After the instance is created, click on the SSH dropdown and select View gcloud command. The command should look something like this: gcloud beta compute --project "nf2-project-253119" ssh --zone "us-west2-a" "nf2-notebook-server". Pop open a terminal and enter the command. Now you’ve ssh’d into your instance!
Conda environment setup
Now install anaconda (or miniconda) on your instance. These directions can be summarized as follows: first download the executable: curl -O https://repo.anaconda.com/archive/Anaconda3-2019.03-Linux-x86_64.sh and then run it: bash Anaconda3-2019.03-Linux-x86_64.sh
Make sure that anaconda is in your path. Open up your .bashrc file (using vim most likely) and add this line to the end: PATH=~/anaconda3/bin:$PATH. Now activate the changes you’ve made: source ~/.bashrc.
Test that anaconda is installed by typing conda.
Jupyter lab setup
Install jupyter lab: conda install jupyterlab and then generate the required configuration file: jupyter-lab --generate-config.
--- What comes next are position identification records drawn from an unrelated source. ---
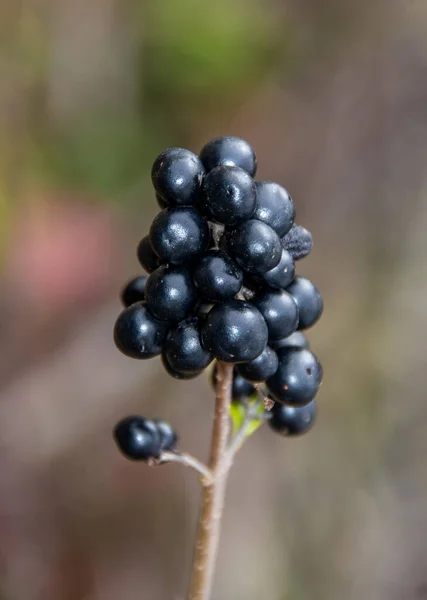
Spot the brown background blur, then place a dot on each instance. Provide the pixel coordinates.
(333, 96)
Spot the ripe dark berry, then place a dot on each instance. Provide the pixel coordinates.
(137, 333)
(298, 242)
(281, 275)
(134, 291)
(255, 246)
(261, 368)
(308, 299)
(293, 420)
(230, 151)
(295, 340)
(177, 175)
(297, 378)
(146, 255)
(234, 331)
(168, 436)
(178, 235)
(183, 349)
(274, 207)
(217, 277)
(137, 438)
(228, 196)
(280, 312)
(170, 293)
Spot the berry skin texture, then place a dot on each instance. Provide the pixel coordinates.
(170, 293)
(293, 420)
(146, 255)
(137, 333)
(308, 299)
(228, 196)
(177, 175)
(275, 207)
(229, 151)
(298, 242)
(183, 349)
(281, 275)
(178, 235)
(280, 312)
(137, 438)
(217, 277)
(255, 247)
(234, 331)
(134, 291)
(297, 378)
(261, 368)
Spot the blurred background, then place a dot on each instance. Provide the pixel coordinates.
(333, 96)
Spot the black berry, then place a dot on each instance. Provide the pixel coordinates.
(178, 235)
(293, 420)
(217, 277)
(170, 293)
(134, 291)
(274, 207)
(297, 378)
(137, 333)
(137, 438)
(177, 175)
(229, 151)
(234, 331)
(261, 368)
(308, 299)
(255, 246)
(228, 196)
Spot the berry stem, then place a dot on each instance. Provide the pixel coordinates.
(213, 493)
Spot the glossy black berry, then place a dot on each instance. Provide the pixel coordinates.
(134, 291)
(280, 312)
(170, 293)
(261, 368)
(308, 299)
(255, 246)
(183, 349)
(228, 196)
(217, 277)
(297, 378)
(137, 333)
(293, 420)
(168, 436)
(234, 331)
(295, 340)
(229, 151)
(178, 235)
(274, 207)
(298, 242)
(281, 275)
(177, 175)
(146, 255)
(137, 438)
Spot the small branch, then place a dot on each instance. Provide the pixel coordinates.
(207, 537)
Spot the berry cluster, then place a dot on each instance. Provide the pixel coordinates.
(221, 262)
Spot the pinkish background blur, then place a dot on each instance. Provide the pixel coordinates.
(333, 96)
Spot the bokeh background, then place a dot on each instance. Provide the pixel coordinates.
(333, 96)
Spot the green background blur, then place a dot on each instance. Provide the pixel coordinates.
(332, 94)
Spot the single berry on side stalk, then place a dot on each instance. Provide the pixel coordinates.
(293, 420)
(308, 299)
(137, 438)
(137, 333)
(229, 151)
(177, 175)
(234, 331)
(178, 235)
(170, 293)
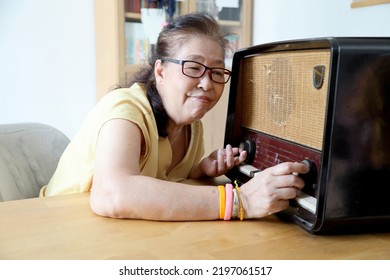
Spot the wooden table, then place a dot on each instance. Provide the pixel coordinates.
(64, 227)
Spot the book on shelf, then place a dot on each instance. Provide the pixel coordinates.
(135, 6)
(137, 43)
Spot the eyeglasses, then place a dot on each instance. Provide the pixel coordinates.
(195, 69)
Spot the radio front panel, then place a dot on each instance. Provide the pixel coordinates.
(324, 102)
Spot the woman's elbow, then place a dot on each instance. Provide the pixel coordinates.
(106, 205)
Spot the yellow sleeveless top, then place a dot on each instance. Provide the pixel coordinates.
(74, 172)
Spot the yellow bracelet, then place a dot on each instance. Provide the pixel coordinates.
(222, 202)
(242, 211)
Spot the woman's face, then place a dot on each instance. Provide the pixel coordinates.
(188, 99)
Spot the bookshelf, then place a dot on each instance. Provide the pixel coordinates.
(121, 46)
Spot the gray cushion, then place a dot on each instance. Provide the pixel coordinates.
(29, 154)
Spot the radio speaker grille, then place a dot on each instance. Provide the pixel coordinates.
(279, 96)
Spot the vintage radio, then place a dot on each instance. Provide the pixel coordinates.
(326, 102)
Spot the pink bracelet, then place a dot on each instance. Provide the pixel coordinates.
(229, 201)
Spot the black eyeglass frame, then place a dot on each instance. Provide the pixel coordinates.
(182, 62)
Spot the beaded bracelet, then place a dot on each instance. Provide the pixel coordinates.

Use the following commands to add some lines to your config. These lines allow the local port that the jupter lab listens to to be forwarded to your local machine. Replace my username, camesmith, with your own. If you don’t know your username, type whoami.
echo "c = get_config()" >> /home/camesmith/.jupyter/jupyter_notebook_config.py
echo "c.IPKernelApp.pylab = 'inline'" >> /home/camesmith/.jupyter/jupyter_notebook_config.py
echo "c.NotebookApp.token = ''" >> /home/camesmith/.jupyter/jupyter_notebook_config.py
Start jupyter lab: jupyter lab --no-browser --port=8080
Now open a new terminal tab so that you are no longer pointing to the google cloud instance. In that terminal run the following command: ssh -i ~/.ssh/google_compute_engine -N -L 8080:localhost:8080 [email protected]. Replace your username@ip-addr with the username/ip address from your instance. Also, make sure that you’re pointing to the correct ssh key: -i ~/.ssh/google_compute_engine.
Open a web browser and navigate to localhost:8080. You’re ready to start modeling!
Sharing
If you would like to share your notebooks with other people online, you can do this by adding their public ssh keys to the instance. In the Google Cloud Console, navigate to the Compute Engine tab and select the virtual machine you want to add your collaborator to. On the top click Edit and then scroll down to the section that says Show and edit. Expand this and paste your collaborator’s SSH key into the box.
Your collaborator can access the instance the same way you do. If jupyter lab is already running, they can run the ssh port forwarding command ssh -i ~/.ssh/google_compute_engine -N -L 8080:localhost:8080 [email protected], with your username replaced by theirs. Open a browser, navigate to localhost:8080, and see all your notebooks.
Conclusion
Setting up a shared development environment for building models can be tricky! But hopefully this has helped you be more productive and collaborative in your data science work.